Kritik an Aufhebung der Immunität von polnischer Richterin

In Polen haben Richter und der Beauftragte für Menschenrechte ein Urteil der umstrittenen Disziplinarkammer des Obersten Gerichts kritisiert. Die Kammer hatte am Montag entschieden, die Immunität der Krakauer Richterin Beata Morawiec aufzuheben, sie zu suspendieren und ihre Bezüge um die Hälfte zu streichen. Das Gericht urteilte, es sei „sehr wahrscheinlich“, dass Morawiec Korruptionsdelikte begangen habe, wie es die Staatsanwaltschaft ihr vorwerfe. Morawiec bestreitet das.
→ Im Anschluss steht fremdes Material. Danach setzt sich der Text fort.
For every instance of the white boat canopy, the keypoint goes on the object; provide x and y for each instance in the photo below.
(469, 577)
In Polen genießen Richter und Staatsanwälte Immunität. Eine strafrechtliche Verfolgung ist nur möglich, wenn die Immunität zuvor gerichtlich aufgehoben wurde. Morawiec ist die Vorsitzende der Richterorganisation „Themis“, die die Reformen des polnischen Justizsystems durch die nationalkonservative Regierungspartei PiS immer wieder gerügt hat. Andere regierungskritische Richter und Verbände sehen in dem Urteil einen Versuch von Justizminister Zbigniew Ziobro, der auch Generalstaatsanwalt ist, Richter einzuschüchtern.
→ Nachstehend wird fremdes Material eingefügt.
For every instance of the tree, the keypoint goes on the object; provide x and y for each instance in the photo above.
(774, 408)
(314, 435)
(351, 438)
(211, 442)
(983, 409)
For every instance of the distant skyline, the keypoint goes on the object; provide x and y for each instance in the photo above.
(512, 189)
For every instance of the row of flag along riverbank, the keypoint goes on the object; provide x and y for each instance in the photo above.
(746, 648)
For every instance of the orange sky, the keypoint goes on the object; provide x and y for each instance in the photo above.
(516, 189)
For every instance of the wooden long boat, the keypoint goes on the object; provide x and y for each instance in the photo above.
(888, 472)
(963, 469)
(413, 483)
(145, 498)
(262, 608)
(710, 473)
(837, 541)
Der Schritt sei ein Versuch, „eine Richterin auszuschalten, die für die Rechtsstaatlichkeit kämpft, und einen Effekt der Einschüchterung für andere Richter zu erzielen“, sagte der Warschauer Bezirksrichter Igar Tuleya, den selbst in diesem Monat eine ähnliches Verfahren erwartet. Tuleya erinnerte daran, dass der Europäische Gerichtshof (EuGH) Polen aufgefordert habe, die Verfahren der Disziplinarkammer auszusetzen, bevor geklärt ist, ob die Kammer ausreichend unabhängig von der Justiz ist. Polens Beauftragter für Menschenrechte, Adam Bodnar, empfahl Morawiec, beim Europäischen Gerichtshof für Menschenrechte zu klagen.

Wegen ihrer Reformen des Justizsystems liegt die Regierung in Warschau mit der EU-Kommission überkreuz. Die Kommission überwacht die Einhaltung von EU-Recht. Sie hat vor dem Europäischen Gerichtshof bereits mehrere Verfahren gegen Polen eingeleitet.